Slow performance with Group By

From: Erik Norvelle <signups(at)norvelle(dot)org>
To: pgsql-performance(at)postgresql(dot)org
Subject: Slow performance with Group By
Date: 2004-11-09 00:09:58
Message-ID: B14B76F4-31E3-11D9-8120-000A9583BF06@norvelle.org
Views: Raw Message | Whole Thread | Download mbox | Resend email
Thread:
Lists: pgsql-performance

Greetings all,

This question has probably been asked many times, but I was unable to
use the list archives to search, since the term "Group" matches
thousands of of messages with the names of user groups in them... so
sorry if I'm repeating!

Here's the problem: I have a table of 10,000,000 records called
"indethom", each record representing a word in the works of a
particular author.

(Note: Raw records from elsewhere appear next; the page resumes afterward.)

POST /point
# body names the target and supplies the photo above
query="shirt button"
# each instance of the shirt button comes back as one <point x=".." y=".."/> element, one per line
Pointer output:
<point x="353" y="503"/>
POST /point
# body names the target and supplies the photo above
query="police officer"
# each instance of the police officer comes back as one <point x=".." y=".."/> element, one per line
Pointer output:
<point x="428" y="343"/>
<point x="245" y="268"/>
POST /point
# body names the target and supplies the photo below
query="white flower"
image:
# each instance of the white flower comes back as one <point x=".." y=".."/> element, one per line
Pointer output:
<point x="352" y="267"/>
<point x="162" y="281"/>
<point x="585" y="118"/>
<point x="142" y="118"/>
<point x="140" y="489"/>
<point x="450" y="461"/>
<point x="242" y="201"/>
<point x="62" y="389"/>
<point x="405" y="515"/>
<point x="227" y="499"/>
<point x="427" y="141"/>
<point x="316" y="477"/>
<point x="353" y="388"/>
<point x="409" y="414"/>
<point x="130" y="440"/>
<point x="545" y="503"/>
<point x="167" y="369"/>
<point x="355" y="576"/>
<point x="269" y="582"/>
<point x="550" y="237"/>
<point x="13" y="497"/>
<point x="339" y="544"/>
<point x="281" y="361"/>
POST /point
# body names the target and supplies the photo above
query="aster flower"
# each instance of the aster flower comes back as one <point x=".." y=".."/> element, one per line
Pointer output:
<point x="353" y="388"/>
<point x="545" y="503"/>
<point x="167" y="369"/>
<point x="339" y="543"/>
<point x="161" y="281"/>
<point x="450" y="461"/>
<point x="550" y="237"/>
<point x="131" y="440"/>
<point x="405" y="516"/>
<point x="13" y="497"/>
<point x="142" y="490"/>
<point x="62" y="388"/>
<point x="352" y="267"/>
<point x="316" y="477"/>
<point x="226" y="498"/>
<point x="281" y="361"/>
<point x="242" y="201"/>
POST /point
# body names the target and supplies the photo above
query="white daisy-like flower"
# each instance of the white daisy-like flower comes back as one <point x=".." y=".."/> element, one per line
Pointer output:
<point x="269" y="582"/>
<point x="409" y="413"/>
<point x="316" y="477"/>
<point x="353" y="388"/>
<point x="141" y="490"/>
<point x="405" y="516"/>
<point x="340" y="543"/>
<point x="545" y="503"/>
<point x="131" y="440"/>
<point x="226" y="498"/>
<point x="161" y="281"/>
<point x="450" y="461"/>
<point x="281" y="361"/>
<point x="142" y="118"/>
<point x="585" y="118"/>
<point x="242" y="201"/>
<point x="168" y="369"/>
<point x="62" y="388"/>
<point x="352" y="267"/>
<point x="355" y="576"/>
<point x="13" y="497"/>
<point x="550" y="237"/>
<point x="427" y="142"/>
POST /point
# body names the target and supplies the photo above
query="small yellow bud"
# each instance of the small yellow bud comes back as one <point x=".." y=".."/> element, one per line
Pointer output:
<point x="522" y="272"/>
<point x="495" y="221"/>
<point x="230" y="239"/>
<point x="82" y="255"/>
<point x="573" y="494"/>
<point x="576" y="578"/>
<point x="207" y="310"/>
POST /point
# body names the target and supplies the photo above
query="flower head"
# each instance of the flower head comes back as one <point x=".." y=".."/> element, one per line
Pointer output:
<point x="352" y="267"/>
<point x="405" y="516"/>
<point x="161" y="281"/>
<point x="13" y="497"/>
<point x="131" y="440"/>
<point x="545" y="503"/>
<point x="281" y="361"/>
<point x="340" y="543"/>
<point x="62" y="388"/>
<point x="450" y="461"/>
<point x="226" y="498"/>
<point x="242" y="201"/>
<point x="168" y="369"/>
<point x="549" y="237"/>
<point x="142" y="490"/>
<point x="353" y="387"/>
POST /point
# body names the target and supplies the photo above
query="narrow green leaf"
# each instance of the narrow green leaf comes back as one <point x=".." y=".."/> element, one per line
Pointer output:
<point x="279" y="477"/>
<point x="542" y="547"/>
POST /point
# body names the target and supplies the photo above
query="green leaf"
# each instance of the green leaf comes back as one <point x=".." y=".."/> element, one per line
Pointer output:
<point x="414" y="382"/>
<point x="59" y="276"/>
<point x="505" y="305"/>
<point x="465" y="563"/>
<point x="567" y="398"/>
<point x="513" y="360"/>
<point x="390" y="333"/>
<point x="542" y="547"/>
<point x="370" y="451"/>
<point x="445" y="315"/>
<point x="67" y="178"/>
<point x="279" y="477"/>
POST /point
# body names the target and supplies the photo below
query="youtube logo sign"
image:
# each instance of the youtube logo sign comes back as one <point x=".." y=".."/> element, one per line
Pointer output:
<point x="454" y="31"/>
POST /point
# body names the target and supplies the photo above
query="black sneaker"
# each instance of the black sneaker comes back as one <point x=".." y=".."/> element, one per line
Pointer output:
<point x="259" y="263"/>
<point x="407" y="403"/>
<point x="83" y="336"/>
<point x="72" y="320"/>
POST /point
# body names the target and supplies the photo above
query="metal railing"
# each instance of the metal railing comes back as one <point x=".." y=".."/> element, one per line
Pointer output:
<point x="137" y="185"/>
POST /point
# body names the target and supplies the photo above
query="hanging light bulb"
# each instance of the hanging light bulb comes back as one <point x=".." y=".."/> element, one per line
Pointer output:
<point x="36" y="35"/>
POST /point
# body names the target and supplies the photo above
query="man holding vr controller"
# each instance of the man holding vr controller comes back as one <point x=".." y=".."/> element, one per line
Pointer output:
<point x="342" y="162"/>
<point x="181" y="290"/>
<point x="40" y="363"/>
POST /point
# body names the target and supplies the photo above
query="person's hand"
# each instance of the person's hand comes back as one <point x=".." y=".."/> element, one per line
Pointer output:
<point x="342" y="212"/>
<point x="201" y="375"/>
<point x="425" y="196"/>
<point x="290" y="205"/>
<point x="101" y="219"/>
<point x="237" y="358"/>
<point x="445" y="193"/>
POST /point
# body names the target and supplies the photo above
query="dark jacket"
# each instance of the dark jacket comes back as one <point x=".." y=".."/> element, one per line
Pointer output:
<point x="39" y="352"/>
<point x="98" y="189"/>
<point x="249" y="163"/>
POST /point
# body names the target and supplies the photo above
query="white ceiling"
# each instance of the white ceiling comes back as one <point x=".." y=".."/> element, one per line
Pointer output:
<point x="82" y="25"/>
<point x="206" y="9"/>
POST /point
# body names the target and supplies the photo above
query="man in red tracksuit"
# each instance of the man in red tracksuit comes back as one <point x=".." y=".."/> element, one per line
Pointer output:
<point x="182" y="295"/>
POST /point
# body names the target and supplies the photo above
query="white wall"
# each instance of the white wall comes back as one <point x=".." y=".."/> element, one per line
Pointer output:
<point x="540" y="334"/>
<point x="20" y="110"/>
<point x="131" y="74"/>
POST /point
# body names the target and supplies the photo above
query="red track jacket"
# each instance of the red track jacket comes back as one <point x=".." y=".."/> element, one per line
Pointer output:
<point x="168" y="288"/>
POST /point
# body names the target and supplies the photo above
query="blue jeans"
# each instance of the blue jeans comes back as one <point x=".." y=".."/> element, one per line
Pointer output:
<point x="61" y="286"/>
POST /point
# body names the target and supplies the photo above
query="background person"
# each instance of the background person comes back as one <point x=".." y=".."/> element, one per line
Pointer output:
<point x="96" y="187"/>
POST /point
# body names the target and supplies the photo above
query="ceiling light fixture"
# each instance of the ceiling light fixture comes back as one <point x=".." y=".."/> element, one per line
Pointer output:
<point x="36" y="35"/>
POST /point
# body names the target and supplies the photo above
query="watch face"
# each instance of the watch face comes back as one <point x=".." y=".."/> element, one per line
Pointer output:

Each record contains, among other columns, an
CHAR(5) column representing the "lemma" code (i.e. which word it is)
called "codelemm", and an integer representing a textual unit, i.e.
chapter or other division of a work (these are numbered consecutively
from 0 to around 50,000), called "sectref". What I want to do is find
out how many times every word occurs in each textual unit (or no row
returned for textual units where a particular word doesn't appear). I
used a group-by clause to group by "sectref", and then used the
COUNT(codelemm) function to sum up the occurrences. The codelemm
column had to be grouped on, in order to satisfy Postgres's
requirements. Here's the query as I have it:

> create table matrix2.tuo as select codelemm, sectref, count(codelemm)
from indethom group by codelemm, sectref;

And the explain results are as follows:

>it=> explain select codelemm, sectref, count(codelemm) from indethom
group by codelemm, sectref;
> QUERY PLAN
>-----------------------------------------------------------------------
---------
> GroupAggregate (cost=2339900.60..2444149.44 rows=1790528 width=13)
> -> Sort (cost=2339900.60..2364843.73 rows=9977252 width=13)
> Sort Key: codelemm, sectref
> -> Seq Scan on indethom (cost=0.00..455264.52 rows=9977252
width=13)

I have an index defined as follows:

> create index indethom_clemm_sect_ndx on indethom using
btree(codelemm, sectref);

I also performed an ANALYZE after creating the index.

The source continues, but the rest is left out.